Our biggest danger in summing up Caleb’s story is our tendency to use him as an example, moralizing or allegorizing the text. We have to remember the fundamental principle that God is the hero of the narrative and not rip it out of context to become a merely motivational story. It is God who gave Caleb’s loyalty and uses that loyalty to bring about the realization of his promise of the land.
The story that starts here has its ultimate fulfillment in the inheriting of salvation in Christ. That is our necessary perspective as we travel on through this book. It is a much more dynamic and effective application than the example method or the hero approach. The main focus of any biblical text is the development of the history of redemption. Caleb’s story has value as an example, but it is also set firmly in the wider redemptive context.
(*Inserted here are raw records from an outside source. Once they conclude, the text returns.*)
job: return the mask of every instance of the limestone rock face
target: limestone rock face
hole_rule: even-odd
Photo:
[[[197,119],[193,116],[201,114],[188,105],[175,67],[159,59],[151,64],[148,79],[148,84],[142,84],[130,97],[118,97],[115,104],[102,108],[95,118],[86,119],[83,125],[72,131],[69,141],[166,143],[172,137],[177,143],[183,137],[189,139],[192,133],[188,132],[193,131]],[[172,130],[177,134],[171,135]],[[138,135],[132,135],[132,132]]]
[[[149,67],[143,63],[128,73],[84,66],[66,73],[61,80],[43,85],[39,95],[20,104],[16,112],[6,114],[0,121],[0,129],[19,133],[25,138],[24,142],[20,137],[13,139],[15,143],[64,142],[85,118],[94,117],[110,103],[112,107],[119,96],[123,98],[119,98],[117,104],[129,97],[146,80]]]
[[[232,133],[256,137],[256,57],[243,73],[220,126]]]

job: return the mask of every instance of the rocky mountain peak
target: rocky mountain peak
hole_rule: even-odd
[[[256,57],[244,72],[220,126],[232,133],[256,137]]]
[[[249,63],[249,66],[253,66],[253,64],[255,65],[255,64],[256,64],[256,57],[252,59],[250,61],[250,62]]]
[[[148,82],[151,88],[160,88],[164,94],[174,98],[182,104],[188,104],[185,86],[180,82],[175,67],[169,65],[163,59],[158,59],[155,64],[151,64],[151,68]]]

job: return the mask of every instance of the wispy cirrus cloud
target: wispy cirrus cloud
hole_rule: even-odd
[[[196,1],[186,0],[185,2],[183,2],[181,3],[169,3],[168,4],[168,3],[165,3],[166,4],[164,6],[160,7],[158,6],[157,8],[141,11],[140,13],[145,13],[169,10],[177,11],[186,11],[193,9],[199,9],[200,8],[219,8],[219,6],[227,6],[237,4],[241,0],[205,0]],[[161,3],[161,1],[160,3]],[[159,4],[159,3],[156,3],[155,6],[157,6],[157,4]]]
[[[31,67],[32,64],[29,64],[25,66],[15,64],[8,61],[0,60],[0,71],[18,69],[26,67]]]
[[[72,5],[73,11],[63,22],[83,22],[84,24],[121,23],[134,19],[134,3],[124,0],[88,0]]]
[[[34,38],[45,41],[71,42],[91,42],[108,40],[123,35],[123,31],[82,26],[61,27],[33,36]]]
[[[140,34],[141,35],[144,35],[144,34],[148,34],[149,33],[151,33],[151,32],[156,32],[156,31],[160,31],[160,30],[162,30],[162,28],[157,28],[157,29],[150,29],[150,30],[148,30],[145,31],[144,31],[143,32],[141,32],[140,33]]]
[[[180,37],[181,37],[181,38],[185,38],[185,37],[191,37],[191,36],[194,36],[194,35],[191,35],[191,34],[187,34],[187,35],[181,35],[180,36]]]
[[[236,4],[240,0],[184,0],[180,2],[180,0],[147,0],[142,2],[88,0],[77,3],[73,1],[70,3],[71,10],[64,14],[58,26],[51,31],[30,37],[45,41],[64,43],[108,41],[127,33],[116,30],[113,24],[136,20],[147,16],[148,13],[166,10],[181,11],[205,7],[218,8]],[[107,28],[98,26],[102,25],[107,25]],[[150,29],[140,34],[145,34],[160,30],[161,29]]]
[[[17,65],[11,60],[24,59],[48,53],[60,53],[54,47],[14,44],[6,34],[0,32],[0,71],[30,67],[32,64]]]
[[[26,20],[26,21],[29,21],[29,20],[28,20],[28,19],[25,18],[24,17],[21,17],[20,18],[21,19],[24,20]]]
We don’t have to identify ourselves with Caleb since our circumstances and experiences are so different. But we can and should identify with Caleb’s God in whom he placed his trust, which enabled him to follow wholeheartedly. For us, our greater and greatest example is our Lord Jesus Christ, who won for us far greater victories and the more lasting inheritance and who is the object and the content of our faith.
But when Christ appeared as a high priest of the good things that have come, then through the greater and more perfect tent (not made with hands, that is, not of this creation) 12 he entered once for all into the holy places, not by means of the blood of goats and calves but by means of his own blood, thus securing an eternal redemption. 13 For if the blood of goats and bulls, and the sprinkling of defiled persons with the ashes of a heifer, sanctify for the purification of the flesh, 14 how much more will the blood of Christ, who through the eternal Spirit offered himself without blemish to God, purify our conscience from dead works to serve the living God.
15 Therefore he is the mediator of a new covenant, so that those who are called may receive the promised eternal inheritance.[5]
[1] The Holy Bible: English Standard Version (Wheaton, IL: Crossway Bibles, 2016), Jos 14:6–15.
[2] The Holy Bible: English Standard Version (Wheaton, IL: Crossway Bibles, 2016), Nu 14:24.
[3] The Holy Bible: English Standard Version (Wheaton, IL: Crossway Bibles, 2016), Zep 3:17.
[4] The Holy Bible: English Standard Version (Wheaton, IL: Crossway Bibles, 2016), Is 51:12–13.
[5] The Holy Bible: English Standard Version (Wheaton, IL: Crossway Bibles, 2016), Heb 9:11–15.